Essa preocupação com uma possível perda pode levar a um certo medo de infidelidade, de fazer perguntas sobre quem é ou com quem está falando e pequenas discussões, sem ser intenso e sem causar desconforto em nenhum dos integrantes. É um ciúme temporário. Porém é assim que começam a ser um problema.

O ciúme torna-se patológico ou doentio quando a emoção tem sua origem em um desejo desordenado de possuir algo exclusivamente e ao qual está subjacente a infidelidade (real ou imaginária) da pessoa amada. O ciúme patológico é condicionado por um senso exagerado de propriedade e exclusividade.
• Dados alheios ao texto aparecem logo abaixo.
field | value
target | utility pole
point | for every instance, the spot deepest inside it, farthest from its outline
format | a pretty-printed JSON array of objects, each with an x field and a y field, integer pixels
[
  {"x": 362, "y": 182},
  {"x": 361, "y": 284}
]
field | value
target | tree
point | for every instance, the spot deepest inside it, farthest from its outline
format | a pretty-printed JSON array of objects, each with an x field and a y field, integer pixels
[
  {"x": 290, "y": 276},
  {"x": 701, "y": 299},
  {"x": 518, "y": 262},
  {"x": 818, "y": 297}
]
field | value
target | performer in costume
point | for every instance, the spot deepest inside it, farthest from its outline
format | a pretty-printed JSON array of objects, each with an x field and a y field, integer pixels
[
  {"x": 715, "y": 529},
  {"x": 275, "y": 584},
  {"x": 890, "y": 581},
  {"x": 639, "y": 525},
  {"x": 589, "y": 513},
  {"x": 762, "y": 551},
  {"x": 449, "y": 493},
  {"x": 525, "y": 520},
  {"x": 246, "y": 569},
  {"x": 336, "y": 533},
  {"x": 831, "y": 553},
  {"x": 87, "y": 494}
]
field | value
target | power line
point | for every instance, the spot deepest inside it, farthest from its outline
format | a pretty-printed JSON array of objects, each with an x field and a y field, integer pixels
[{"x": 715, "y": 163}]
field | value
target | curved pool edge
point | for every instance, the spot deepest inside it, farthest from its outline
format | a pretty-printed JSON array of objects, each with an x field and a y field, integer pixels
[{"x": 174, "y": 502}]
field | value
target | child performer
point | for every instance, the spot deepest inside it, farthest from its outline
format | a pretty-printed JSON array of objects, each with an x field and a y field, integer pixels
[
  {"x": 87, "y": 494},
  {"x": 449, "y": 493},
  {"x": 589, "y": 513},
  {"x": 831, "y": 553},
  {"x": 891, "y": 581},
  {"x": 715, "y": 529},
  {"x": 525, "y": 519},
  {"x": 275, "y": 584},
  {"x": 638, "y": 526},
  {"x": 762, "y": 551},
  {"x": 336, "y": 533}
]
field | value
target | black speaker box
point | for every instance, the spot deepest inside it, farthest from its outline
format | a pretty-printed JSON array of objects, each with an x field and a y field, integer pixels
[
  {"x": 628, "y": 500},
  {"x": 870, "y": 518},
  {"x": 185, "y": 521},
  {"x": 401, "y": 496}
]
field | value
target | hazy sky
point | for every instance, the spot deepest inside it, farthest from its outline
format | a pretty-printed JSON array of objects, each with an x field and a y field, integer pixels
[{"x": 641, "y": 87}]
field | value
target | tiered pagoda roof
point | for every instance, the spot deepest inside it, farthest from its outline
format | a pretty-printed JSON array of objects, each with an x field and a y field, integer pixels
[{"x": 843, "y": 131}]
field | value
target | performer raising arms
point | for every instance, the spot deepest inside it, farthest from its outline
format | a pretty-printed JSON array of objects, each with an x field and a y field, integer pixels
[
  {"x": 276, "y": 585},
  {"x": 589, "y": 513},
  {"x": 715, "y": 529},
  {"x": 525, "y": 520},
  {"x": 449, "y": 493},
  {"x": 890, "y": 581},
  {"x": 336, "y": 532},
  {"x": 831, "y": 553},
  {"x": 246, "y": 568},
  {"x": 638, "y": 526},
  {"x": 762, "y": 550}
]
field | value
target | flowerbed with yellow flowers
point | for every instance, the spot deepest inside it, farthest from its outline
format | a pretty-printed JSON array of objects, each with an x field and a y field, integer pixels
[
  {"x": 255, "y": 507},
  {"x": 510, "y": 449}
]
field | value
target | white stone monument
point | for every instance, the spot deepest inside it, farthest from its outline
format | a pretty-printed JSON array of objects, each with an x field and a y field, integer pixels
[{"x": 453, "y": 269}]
Existem vários pensamentos arraigados na pessoa que experimenta o ciúme patológico:

  • Se não tem ciúme, não ama.
  • Não posso suportar que ele(a) mostre seu amor igualmente.
  • Deve amar muito e em todos os momentos.
  • Só pertence à pessoa.
  • Deve estar apenas com ela.
  • Esse ciúme doentio gera intenso desconforto nas pessoas que o vivenciam: ansiedade, medo, preocupação. Ficam obcecadas e interferem nas atividades. Se for assim, como podemos controlar o ciúme?

    O mais aconselhável é analisar se temos motivos reais para vivê-los. Para fazer esta análise, pode-se ajudar a partir de uma terceira pessoa imparcial e objetiva. Também pode examinar as evidências a favor e contra. E, se ver que continua assim, o ideal é conversar.

  • Evite realizar os comportamentos compulsivos descritos acima.
  • Evite fantasias associadas à situação.
  • Não aborreça tentando encontrar evidências.
  • Evite tomar decisões precipitadas.
  • Promova a autoestima.
  • Aprimore sua vida pessoal fora do relacionamento.
  • Promova o diálogo positivo no casal e a confiança.
  • É importante ter em mente alguns sinais de alerta, que podem indicar que o ciúme está começando a se tornar um problema para poder evitá-lo:

  • Se começarmos a ter necessidade de controlar os movimentos da pessoa.
  • Cada vez que toleramos menos seus amigos
  • Constantemente pensamos sobre o que ele(a) está fazendo
  • Desconfiança
  • Esses são alguns dos sinais de alerta, que podem nos informar sobre o aparecimento iminente do ciúme.


    Portanto, não deve-se cair no erro de banalizar o ciúme, sob a premissa de que "se amamos alguém é normal sentir ciúmes", visto que, como mencionamos no início, não há maior prova do amor incondicional do que preservar o equilíbrio entre a individualidade e a do companheiro(a).